89 – Les Joyaux De LA Princesse – Le Petit Gargon
90 – Chavez – You Must Be Stopped – Hey, remember the ’90s? I sure do. This mix tape featured some of my favorite tunes from the “lost” decade (not to be confused with the “LOST” decade, which the ’00s will be known as a few generations from now). There was Fugazi. There was Flying Saucer Attack. There was Mogwai. All your favorites were there. Some of mine were there too.
91 – GHQ – Invitation In
92 – The Narrows – The Sasquatch
93 – Teenage Filmstars – Jeepers Creepers
94 – Traffic – The Low Spark Of The High-Heeled Boys
95 – Die! Die! Die! – Shyness Will Get You Nowhere
96 – Gram Parsons – A Song For You – Sari used to make me play this song for her a lot when we lived together. She’s one of the only people I’ve met in my adult life who doesn’t have great disdain for Gram Parsons’ music. Most people laugh at me when I say the first Byrds album I fell in love with was Sweetheart of The Rodeo. Everybody has to start somewhere…

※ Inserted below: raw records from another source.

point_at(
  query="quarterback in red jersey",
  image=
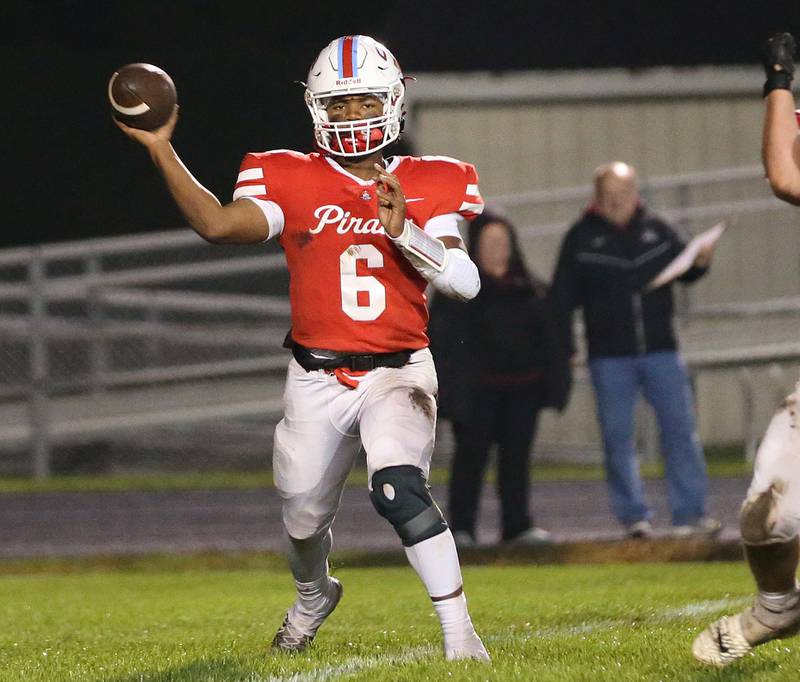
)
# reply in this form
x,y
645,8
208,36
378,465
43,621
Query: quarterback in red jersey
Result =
x,y
364,236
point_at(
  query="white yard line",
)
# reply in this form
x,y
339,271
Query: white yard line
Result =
x,y
360,664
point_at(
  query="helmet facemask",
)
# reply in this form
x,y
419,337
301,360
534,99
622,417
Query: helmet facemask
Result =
x,y
376,73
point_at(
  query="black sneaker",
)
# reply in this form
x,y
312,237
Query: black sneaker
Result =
x,y
639,530
292,639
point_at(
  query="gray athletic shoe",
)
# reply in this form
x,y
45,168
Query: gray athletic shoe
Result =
x,y
294,638
471,648
721,643
639,530
731,637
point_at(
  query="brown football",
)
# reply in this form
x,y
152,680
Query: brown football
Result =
x,y
142,96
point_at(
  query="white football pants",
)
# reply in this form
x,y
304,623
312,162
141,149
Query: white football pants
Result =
x,y
778,467
392,414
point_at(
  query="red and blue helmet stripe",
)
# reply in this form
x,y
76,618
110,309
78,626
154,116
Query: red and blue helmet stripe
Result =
x,y
348,57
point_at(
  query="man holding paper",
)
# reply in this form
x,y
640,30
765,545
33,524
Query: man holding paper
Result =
x,y
617,264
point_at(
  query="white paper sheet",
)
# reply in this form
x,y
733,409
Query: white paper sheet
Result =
x,y
685,259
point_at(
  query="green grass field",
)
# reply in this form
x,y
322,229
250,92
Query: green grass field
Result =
x,y
566,623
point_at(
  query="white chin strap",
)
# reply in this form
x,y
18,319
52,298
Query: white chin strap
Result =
x,y
450,271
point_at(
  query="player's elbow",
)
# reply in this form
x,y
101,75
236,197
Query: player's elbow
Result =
x,y
460,279
786,189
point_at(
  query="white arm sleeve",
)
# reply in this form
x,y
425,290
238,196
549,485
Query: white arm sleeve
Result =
x,y
450,271
272,212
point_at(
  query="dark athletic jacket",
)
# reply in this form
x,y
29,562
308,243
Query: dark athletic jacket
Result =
x,y
604,270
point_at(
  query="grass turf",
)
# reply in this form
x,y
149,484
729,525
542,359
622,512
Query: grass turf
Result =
x,y
564,623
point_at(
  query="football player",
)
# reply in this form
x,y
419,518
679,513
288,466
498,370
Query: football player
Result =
x,y
770,516
364,236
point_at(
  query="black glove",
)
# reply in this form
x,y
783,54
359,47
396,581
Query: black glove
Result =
x,y
779,62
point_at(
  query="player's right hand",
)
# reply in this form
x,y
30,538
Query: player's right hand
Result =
x,y
151,138
779,62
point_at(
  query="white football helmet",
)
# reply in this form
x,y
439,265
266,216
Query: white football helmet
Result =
x,y
355,65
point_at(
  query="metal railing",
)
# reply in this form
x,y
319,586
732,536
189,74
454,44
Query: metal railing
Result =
x,y
111,322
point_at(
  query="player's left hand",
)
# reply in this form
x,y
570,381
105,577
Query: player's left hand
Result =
x,y
391,202
779,62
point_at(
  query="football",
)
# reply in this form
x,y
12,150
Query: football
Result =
x,y
142,96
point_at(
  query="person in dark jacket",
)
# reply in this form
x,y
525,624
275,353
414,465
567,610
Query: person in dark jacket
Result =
x,y
606,261
499,362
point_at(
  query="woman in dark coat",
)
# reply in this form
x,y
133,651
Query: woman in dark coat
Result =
x,y
499,363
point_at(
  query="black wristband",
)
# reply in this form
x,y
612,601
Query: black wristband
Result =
x,y
778,80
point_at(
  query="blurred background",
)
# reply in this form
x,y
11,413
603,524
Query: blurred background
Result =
x,y
127,344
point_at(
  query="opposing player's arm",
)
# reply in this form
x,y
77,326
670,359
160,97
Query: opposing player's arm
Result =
x,y
240,222
780,147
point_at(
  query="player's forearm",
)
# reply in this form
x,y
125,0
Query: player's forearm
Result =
x,y
200,207
447,267
781,146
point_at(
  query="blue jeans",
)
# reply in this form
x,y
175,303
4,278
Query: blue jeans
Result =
x,y
664,382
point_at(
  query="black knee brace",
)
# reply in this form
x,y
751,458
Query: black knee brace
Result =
x,y
400,495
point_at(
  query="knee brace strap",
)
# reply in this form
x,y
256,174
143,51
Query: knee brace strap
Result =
x,y
400,495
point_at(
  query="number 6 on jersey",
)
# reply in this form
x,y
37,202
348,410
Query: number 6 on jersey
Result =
x,y
353,284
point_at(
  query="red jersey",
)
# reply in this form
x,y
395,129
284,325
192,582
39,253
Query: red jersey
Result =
x,y
351,289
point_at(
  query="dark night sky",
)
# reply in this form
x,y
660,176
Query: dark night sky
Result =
x,y
70,174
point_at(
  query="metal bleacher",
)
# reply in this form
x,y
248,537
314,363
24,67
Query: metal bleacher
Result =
x,y
110,338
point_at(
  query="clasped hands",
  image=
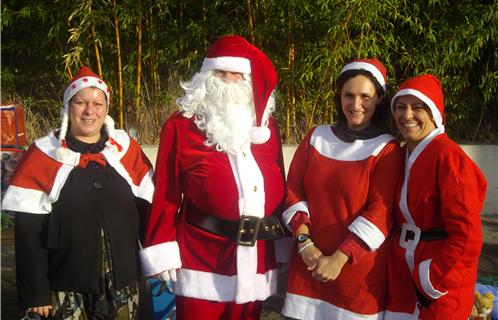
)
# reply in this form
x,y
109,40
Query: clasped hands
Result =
x,y
323,268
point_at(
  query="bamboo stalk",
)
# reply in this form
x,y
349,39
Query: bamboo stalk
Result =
x,y
139,60
120,71
250,20
95,43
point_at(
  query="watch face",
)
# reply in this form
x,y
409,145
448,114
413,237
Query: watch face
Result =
x,y
302,237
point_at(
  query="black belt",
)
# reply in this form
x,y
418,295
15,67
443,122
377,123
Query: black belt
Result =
x,y
427,235
244,232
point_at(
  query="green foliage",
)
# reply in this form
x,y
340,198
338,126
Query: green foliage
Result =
x,y
308,41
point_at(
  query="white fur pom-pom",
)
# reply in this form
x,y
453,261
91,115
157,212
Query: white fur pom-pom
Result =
x,y
61,153
259,135
109,125
111,146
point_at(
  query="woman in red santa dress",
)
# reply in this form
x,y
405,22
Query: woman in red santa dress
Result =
x,y
79,195
340,192
437,238
219,183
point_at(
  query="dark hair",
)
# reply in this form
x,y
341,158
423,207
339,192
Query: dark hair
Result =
x,y
381,114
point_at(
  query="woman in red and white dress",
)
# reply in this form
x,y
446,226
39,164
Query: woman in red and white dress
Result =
x,y
340,192
434,251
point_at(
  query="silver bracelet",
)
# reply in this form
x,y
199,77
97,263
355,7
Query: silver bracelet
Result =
x,y
309,244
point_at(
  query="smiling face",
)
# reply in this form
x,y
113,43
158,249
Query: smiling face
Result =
x,y
87,113
413,118
359,100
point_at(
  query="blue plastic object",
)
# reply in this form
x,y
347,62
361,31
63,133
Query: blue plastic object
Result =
x,y
163,301
482,288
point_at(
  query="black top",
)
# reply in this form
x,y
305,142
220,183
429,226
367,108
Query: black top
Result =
x,y
61,251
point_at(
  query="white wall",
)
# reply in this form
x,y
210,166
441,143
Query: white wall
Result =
x,y
485,156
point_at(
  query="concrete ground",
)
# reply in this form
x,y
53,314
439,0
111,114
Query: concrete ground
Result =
x,y
488,267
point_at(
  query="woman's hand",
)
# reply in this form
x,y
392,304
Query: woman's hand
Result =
x,y
310,254
329,267
168,275
43,311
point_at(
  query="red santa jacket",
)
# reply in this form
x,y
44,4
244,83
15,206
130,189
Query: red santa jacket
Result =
x,y
442,189
223,185
345,188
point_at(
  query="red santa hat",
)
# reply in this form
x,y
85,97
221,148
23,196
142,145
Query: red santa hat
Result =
x,y
84,78
233,53
372,65
427,88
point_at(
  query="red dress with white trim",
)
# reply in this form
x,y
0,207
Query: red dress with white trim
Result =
x,y
443,190
222,185
345,188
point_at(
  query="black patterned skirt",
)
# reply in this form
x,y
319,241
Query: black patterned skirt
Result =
x,y
119,304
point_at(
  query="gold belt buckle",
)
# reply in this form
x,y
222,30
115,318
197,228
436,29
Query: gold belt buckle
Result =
x,y
248,231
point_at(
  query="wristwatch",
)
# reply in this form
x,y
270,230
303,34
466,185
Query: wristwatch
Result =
x,y
302,237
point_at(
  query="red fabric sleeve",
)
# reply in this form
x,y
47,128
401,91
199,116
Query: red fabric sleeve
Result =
x,y
161,225
463,188
354,248
299,219
295,185
382,189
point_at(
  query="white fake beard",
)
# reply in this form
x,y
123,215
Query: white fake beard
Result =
x,y
223,110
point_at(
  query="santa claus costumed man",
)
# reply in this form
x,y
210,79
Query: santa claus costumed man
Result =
x,y
220,153
437,236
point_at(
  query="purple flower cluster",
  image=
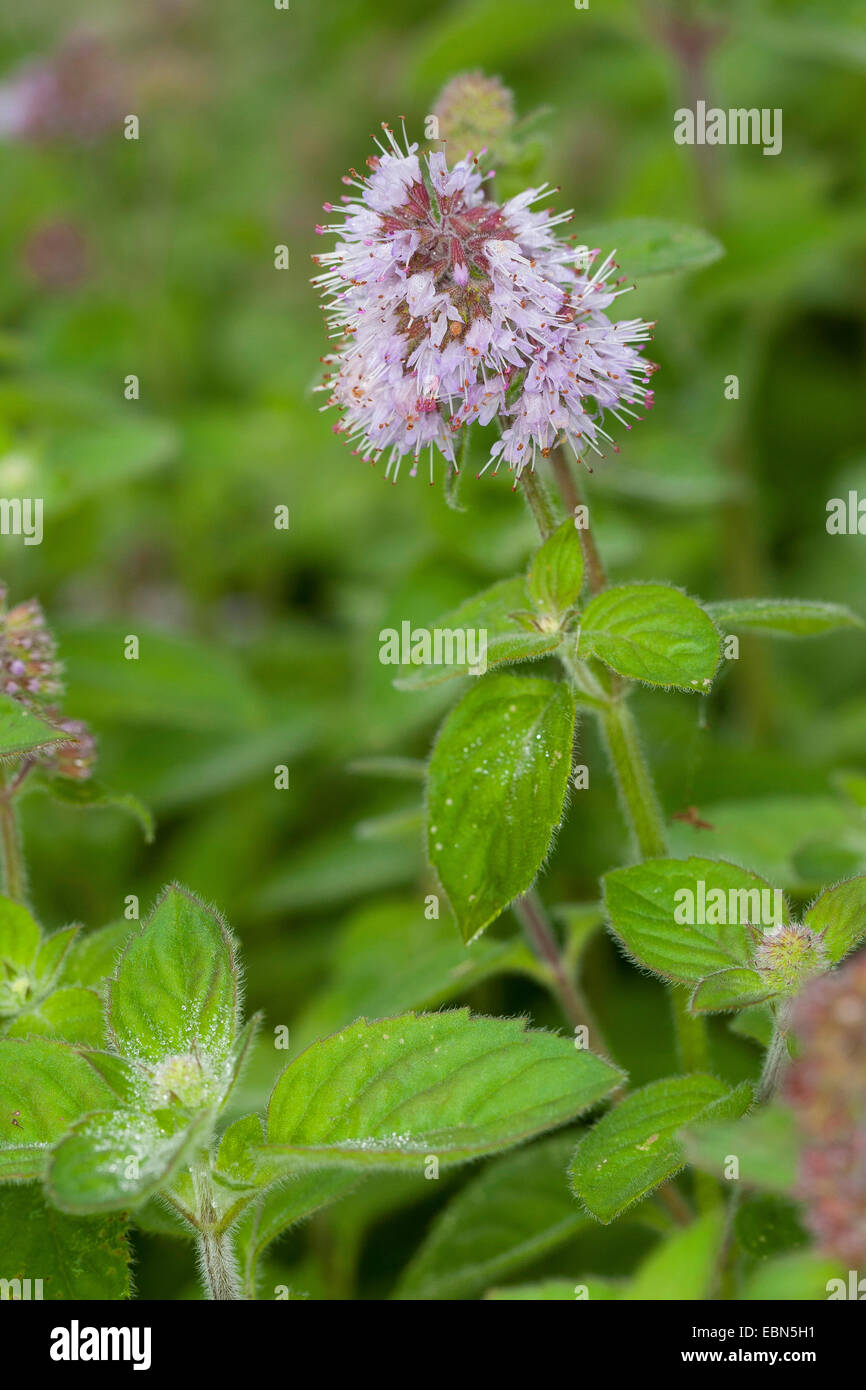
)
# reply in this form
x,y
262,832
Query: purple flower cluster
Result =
x,y
449,307
32,674
826,1089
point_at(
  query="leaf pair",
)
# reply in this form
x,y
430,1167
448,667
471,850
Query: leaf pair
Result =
x,y
715,951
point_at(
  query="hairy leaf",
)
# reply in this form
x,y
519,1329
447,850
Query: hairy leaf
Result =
x,y
388,1094
651,633
784,617
496,790
635,1147
644,901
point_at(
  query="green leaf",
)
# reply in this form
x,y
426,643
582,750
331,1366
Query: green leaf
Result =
x,y
556,573
71,1014
45,1087
20,936
175,683
652,246
95,954
72,1258
24,733
175,986
766,1146
491,612
389,1094
799,1278
784,617
683,1266
117,1159
95,795
651,633
734,988
53,954
634,1147
513,1212
496,791
389,958
645,901
840,912
287,1205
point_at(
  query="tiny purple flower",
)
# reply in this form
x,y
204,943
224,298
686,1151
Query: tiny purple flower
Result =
x,y
449,307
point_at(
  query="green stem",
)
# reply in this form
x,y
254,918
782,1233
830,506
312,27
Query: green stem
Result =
x,y
570,494
634,781
533,918
538,502
217,1261
774,1061
14,870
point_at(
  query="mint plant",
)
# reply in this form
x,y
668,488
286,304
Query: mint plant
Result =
x,y
138,1102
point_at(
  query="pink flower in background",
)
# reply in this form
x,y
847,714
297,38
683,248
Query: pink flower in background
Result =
x,y
826,1089
449,307
75,95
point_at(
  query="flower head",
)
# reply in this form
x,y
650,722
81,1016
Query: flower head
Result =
x,y
449,307
826,1087
788,955
32,674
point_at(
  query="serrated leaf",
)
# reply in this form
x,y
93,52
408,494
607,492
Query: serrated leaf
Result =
x,y
642,909
840,912
45,1087
491,612
391,1093
175,986
654,246
95,954
651,633
117,1159
729,990
634,1147
556,573
513,1212
559,1290
765,1143
24,733
71,1012
784,617
496,788
71,1257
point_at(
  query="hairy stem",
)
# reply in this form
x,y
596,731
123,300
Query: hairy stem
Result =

97 – Jackson C. Frank – Blues Run The Game
98 – Einsturzende Neubauten- Sand
99 – The Dicks – Kill From The Heart
100 – Entrance – Lookout! – And with that, I officially killed off the Sunday Mix Tape feature. After posting a new one almost every week for nearly two years (23 and 1/2 months to be exact), I gave up. I didn’t want to do this anymore. It took time, it took patience, it took scouring the Internet and doing lots of research. This was all easy and fine and fun until I got a job. Then my free time became much more valuable and I just didn’t want to deal with it anymore. Also, I started dating someone, and I much preferred being in the company of a girl than I did sitting in the dark staring at my computer screen. I posted sporadic mix tapes over the course of the next several months, but I never planned to restart weekly Sunday Mix Tapes.